Karen H. writes: I’ve got a gripe. The more I think about this story, the more I scratch my head. I am not sure what to even address first. The lowlife scumbags in this area never cease to amaze me. This schmuck goes to a grocery store and acts like it’s a buffet. He took a rotisserie chicken, some apples, and a beverage…then proceeds to walk around the store consuming said food items. For whatever reason, he decides to share his bounty with the lobsters in the seafood section (effectively ruining them) and then discards the remains of the chicken carcass before vandalizing the store and exits without paying.
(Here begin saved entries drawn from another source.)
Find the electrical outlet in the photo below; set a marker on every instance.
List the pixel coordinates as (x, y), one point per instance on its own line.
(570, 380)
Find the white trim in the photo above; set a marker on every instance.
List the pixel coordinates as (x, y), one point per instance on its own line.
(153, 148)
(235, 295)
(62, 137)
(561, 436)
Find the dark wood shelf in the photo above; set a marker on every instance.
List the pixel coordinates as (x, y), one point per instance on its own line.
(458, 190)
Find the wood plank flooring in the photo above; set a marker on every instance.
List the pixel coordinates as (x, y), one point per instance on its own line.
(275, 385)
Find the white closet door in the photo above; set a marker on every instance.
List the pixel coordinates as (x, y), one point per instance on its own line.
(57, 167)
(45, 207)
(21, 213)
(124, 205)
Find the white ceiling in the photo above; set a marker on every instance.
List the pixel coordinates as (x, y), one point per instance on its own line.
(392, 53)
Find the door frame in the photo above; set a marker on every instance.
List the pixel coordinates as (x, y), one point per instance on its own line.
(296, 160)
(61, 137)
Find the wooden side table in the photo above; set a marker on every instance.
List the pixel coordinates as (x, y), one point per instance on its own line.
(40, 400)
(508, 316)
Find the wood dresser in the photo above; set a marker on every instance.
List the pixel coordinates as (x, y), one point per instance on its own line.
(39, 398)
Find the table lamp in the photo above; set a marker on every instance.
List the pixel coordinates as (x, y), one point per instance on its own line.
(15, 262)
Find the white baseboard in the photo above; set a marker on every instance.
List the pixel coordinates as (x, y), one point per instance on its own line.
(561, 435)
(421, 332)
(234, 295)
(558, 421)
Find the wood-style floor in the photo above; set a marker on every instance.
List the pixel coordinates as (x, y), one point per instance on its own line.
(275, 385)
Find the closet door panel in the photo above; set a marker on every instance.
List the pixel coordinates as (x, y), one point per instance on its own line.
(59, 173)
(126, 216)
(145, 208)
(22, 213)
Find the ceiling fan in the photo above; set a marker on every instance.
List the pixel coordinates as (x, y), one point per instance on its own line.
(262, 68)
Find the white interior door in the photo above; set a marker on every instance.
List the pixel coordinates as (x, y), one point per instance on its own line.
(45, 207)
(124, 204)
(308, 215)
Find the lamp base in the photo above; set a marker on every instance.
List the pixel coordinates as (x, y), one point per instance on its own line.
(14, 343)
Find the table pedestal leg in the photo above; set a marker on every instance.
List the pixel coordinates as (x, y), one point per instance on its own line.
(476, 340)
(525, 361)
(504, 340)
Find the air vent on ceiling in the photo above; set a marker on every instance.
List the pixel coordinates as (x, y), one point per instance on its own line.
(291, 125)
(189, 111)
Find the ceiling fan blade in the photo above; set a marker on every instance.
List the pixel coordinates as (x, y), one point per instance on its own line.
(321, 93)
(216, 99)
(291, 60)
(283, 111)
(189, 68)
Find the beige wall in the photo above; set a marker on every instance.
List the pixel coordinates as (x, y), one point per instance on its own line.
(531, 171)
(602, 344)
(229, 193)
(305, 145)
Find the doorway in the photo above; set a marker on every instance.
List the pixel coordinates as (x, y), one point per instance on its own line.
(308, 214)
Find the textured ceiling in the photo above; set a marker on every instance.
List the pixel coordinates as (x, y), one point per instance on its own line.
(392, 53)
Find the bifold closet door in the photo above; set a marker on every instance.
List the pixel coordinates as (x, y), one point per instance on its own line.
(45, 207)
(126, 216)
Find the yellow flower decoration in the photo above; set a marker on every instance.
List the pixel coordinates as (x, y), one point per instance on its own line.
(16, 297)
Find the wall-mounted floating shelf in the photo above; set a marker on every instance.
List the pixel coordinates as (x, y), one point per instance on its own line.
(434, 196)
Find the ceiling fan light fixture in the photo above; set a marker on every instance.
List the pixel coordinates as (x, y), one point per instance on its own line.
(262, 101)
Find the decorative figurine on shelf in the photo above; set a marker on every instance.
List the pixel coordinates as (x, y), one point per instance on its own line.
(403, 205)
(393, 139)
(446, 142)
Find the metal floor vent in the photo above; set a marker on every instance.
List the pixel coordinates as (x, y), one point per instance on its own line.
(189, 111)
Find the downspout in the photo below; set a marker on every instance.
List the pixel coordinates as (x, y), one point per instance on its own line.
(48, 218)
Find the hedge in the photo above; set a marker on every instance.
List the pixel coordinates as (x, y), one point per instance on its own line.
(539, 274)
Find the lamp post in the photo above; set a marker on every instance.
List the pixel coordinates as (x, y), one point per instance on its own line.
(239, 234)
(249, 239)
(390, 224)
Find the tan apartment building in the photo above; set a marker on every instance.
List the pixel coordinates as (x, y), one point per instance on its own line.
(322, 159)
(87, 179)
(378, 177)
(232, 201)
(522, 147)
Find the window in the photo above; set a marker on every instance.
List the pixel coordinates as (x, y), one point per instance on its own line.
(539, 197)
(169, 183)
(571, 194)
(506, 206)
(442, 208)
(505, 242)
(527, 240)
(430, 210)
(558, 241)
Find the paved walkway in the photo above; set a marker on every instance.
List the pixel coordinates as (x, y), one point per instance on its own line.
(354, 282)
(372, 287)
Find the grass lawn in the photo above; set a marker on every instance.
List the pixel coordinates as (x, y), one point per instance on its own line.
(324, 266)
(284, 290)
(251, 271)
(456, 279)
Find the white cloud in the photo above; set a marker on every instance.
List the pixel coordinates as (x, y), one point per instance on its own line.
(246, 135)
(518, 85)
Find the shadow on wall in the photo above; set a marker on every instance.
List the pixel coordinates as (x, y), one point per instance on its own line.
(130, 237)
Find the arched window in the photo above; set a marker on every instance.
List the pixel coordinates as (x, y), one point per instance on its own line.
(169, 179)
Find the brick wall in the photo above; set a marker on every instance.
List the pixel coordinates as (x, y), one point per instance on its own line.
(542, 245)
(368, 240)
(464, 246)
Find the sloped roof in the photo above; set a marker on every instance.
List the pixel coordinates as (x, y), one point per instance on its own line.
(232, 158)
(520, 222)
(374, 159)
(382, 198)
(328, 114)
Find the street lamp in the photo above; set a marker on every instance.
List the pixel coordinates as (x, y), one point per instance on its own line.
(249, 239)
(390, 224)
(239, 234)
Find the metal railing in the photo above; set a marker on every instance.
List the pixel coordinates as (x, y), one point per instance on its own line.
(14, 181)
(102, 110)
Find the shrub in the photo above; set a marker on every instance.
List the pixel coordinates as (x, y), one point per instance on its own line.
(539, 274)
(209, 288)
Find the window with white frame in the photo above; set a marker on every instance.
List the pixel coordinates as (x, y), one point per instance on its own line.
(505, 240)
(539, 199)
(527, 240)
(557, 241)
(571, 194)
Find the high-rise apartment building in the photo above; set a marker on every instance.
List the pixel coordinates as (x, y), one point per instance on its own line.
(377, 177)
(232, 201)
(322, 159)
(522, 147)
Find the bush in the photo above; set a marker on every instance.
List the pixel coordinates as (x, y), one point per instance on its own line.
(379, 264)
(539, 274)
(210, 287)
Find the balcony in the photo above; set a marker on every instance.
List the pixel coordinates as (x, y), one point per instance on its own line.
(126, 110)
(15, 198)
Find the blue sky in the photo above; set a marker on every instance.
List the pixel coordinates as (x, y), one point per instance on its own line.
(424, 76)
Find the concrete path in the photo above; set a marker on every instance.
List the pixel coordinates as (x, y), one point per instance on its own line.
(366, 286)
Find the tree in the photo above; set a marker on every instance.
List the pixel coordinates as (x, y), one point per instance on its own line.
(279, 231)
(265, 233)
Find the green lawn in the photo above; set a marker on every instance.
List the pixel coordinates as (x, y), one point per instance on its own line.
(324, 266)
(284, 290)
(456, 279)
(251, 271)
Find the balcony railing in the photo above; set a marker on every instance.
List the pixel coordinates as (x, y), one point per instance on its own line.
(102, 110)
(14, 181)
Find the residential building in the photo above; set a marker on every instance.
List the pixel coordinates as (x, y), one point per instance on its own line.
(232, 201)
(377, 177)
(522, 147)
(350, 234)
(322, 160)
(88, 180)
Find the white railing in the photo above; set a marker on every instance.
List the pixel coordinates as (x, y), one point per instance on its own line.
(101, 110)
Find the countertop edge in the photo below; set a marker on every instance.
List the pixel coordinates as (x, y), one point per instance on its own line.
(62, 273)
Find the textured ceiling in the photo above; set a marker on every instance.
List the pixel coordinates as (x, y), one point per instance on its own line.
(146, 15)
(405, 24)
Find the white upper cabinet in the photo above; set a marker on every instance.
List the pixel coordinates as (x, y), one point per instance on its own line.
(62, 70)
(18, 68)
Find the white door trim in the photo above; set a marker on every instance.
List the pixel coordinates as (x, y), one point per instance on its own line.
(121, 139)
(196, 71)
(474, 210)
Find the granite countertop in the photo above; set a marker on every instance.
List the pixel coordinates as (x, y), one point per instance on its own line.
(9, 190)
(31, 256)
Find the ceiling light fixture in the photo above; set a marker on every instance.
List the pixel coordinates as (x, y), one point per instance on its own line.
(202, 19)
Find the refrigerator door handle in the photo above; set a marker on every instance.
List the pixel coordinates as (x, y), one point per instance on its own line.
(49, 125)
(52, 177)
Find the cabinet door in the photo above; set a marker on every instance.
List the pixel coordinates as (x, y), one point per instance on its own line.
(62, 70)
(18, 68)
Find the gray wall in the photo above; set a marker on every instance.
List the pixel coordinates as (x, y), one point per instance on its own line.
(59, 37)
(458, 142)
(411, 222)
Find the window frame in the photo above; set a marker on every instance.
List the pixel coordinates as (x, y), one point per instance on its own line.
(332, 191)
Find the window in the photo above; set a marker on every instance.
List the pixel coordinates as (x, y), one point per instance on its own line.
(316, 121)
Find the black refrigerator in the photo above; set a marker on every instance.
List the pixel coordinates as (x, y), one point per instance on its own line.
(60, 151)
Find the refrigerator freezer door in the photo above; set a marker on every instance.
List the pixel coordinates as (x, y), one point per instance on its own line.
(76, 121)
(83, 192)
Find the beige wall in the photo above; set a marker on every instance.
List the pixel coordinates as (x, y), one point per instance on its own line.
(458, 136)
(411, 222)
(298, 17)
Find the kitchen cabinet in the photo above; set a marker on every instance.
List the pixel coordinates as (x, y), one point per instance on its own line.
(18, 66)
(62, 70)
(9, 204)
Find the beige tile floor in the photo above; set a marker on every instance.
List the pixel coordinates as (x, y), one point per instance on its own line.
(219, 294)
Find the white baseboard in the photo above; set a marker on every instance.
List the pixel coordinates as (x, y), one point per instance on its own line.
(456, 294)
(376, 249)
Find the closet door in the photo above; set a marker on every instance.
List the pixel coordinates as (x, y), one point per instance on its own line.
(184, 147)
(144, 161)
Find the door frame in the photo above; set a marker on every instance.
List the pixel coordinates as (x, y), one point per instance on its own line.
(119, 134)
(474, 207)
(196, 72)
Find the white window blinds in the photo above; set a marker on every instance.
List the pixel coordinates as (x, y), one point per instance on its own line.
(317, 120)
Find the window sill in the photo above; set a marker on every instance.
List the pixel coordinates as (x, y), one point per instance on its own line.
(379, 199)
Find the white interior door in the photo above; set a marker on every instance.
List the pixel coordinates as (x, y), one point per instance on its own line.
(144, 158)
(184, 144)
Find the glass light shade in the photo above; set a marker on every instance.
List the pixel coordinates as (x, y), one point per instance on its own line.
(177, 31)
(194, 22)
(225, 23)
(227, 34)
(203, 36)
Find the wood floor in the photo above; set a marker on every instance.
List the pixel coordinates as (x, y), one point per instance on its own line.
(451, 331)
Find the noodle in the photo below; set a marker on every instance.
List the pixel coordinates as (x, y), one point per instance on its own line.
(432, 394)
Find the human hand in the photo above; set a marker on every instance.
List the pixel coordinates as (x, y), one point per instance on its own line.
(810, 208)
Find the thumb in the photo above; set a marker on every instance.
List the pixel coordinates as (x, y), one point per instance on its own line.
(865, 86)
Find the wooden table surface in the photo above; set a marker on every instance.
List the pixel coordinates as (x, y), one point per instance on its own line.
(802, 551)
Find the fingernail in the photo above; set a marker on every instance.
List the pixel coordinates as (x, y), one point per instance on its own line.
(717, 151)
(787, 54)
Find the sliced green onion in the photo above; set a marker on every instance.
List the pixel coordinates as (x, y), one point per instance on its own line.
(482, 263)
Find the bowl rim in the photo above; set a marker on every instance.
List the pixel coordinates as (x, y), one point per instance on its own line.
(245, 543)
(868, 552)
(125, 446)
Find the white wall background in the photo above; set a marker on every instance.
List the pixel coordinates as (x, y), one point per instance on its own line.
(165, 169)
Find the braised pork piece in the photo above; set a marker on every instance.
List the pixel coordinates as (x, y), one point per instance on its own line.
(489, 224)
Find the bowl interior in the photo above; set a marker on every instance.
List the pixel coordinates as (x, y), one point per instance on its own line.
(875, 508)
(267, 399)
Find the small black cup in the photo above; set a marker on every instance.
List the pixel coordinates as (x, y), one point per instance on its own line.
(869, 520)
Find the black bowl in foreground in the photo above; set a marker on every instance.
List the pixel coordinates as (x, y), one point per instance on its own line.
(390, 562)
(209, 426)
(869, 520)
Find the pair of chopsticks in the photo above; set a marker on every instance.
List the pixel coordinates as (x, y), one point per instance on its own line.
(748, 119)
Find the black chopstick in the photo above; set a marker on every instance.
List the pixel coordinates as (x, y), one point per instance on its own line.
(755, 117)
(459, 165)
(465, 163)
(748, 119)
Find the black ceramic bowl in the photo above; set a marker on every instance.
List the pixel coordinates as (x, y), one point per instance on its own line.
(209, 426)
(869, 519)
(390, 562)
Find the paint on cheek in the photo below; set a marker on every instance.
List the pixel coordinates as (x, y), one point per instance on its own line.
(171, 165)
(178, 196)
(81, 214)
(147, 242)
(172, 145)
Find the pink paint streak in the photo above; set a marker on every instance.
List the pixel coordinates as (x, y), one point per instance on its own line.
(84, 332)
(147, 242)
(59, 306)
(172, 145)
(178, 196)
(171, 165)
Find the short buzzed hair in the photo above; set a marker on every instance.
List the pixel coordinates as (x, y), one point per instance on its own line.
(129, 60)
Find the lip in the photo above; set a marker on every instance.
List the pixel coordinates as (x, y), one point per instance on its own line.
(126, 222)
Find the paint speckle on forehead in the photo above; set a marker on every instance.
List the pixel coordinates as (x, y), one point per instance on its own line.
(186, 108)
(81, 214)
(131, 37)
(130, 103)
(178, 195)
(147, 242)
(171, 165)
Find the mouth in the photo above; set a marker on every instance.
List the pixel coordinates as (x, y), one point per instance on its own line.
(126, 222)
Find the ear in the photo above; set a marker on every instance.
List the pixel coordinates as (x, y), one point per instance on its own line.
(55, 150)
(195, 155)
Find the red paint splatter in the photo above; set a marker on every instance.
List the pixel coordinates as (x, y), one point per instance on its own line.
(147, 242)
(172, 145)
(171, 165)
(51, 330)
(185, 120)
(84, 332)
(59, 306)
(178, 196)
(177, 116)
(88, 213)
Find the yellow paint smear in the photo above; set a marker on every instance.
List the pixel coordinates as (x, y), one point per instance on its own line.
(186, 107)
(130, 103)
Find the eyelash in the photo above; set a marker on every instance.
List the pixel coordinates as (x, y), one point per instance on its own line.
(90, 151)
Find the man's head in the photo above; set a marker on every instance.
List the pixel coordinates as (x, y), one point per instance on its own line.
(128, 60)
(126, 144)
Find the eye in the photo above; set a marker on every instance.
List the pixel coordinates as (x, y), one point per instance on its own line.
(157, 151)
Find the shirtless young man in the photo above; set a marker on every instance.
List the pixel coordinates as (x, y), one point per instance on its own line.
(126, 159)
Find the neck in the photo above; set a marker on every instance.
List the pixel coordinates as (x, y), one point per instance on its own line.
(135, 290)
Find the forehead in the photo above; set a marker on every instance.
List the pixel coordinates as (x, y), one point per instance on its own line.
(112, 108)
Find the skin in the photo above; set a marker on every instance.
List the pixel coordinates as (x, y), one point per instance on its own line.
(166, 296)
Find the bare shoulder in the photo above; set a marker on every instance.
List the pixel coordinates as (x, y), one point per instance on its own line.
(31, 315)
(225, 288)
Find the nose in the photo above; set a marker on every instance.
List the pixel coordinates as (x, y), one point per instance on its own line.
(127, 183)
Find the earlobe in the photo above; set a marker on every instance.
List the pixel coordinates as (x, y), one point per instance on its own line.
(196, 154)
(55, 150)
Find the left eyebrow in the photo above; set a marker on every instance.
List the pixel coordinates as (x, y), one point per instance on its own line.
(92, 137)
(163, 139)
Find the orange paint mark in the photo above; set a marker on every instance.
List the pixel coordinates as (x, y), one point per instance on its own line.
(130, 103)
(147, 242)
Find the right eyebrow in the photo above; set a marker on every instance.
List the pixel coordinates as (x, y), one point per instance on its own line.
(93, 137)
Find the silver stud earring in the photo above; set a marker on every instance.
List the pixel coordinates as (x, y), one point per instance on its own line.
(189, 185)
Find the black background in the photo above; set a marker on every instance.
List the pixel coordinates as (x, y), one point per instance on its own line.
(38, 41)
If that’s not bad enough, HIS TWO YOUNG CHILDREN WERE WITH HIM. What the hell kind of example is this setting? This is telling them that it’s okay to help yourself to whatever strikes your fancy, you don’t have to worry about paying for it, and it’s a good idea to reshelve soda bottles after shaking the shit out of them, and it’s perfectly acceptable to toss your trash wherever the hell you feel like it. My heart aches for these poor children. The article also said he was driving an unregistered vehicle carelessly on a suspended license. He nearly took out two Price Chopper employees before being rounded up by the fuzz. Well done, officers. Now kindly corral the remainder of the filth in NEPA.